September 18, 2014 Comments off

Fiscal year 2014 statutory audit of compliance with notifying taxpayers Of their rights when requested to extend the assessment statute
Source: Treasury Inspector General for Tax Administration

IMPACT ON TAXPAYERS
The IRS is required by law to notify taxpayers of their rights when requesting an extension of the statute of limitations for assessing additional taxes and penalties. Taxpayers might be adversely affected if the IRS does not follow the requirements to notify both the taxpayers and their representatives of the taxpayers’ rights related to assessment statute extensions.

WHY TIGTA DID THE AUDIT
TIGTA is required by law to annually determine whether the IRS complied with Internal Revenue Code Section 6501(c)(4)(B), which requires that the IRS provide notice to taxpayers of their rights to decline to extend the assessment statute of limitations or to request that any extension be limited to a specific period of time or specific issues.

WHAT TIGTA FOUND
TIGTA’s review of a statistical sample of 59 closed taxpayer audit files with assessment statute extensions found that the IRS is generally compliant with Internal Revenue Code Section 6501(c)(4)(B).

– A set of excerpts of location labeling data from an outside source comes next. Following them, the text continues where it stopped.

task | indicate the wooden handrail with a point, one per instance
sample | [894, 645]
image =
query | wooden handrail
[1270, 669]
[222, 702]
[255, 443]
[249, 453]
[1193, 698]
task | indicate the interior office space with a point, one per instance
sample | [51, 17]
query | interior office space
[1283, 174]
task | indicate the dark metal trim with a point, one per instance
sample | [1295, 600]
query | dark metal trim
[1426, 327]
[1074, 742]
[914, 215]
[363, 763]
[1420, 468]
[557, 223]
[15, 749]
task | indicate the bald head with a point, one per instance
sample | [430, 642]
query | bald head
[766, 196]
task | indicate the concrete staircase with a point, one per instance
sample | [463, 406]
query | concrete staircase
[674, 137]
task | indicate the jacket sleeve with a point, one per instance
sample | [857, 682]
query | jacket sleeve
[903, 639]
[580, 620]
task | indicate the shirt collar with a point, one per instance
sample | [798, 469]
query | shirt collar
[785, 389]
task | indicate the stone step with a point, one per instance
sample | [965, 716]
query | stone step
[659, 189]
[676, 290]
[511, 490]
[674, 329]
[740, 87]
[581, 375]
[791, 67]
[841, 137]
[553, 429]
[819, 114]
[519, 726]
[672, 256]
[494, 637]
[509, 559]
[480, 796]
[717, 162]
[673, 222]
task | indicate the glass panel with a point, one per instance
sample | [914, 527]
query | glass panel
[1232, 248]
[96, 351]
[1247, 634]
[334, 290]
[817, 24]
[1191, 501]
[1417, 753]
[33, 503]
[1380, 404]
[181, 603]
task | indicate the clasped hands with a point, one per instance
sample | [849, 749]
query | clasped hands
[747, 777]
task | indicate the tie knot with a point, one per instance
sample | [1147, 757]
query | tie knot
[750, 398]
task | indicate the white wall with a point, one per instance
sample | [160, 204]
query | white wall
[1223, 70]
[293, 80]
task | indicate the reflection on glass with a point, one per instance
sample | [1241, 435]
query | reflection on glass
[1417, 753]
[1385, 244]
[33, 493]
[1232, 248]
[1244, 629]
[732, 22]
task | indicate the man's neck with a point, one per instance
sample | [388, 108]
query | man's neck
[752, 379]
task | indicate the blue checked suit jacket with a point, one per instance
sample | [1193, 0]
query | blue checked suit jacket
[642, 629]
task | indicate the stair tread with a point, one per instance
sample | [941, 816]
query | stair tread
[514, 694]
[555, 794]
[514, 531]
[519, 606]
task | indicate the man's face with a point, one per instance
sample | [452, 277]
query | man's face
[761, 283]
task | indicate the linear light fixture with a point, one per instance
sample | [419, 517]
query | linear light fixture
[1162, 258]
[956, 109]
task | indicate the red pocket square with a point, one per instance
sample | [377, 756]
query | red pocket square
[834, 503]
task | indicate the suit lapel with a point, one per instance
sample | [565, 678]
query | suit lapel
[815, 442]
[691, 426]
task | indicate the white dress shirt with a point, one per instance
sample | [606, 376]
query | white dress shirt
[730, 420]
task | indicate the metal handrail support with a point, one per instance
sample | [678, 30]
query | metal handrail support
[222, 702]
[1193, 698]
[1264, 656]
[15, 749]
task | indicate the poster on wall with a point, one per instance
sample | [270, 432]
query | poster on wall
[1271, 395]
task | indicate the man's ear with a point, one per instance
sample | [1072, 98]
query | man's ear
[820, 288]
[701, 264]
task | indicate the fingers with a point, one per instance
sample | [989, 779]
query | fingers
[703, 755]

However, TIGTA identified a few instances in which the taxpayer audit files did not contain documentation to support that the taxpayer or the taxpayer’s representative were properly notified of the taxpayer’s rights.

WHAT TIGTA RECOMMENDED
TIGTA did not make any recommendations in this report because the number of errors was relatively small and the recommendations made in previous TIGTA audit reports are still valid for the issues reported. IRS officials were provided an opportunity to review the draft report and did not provide any comments.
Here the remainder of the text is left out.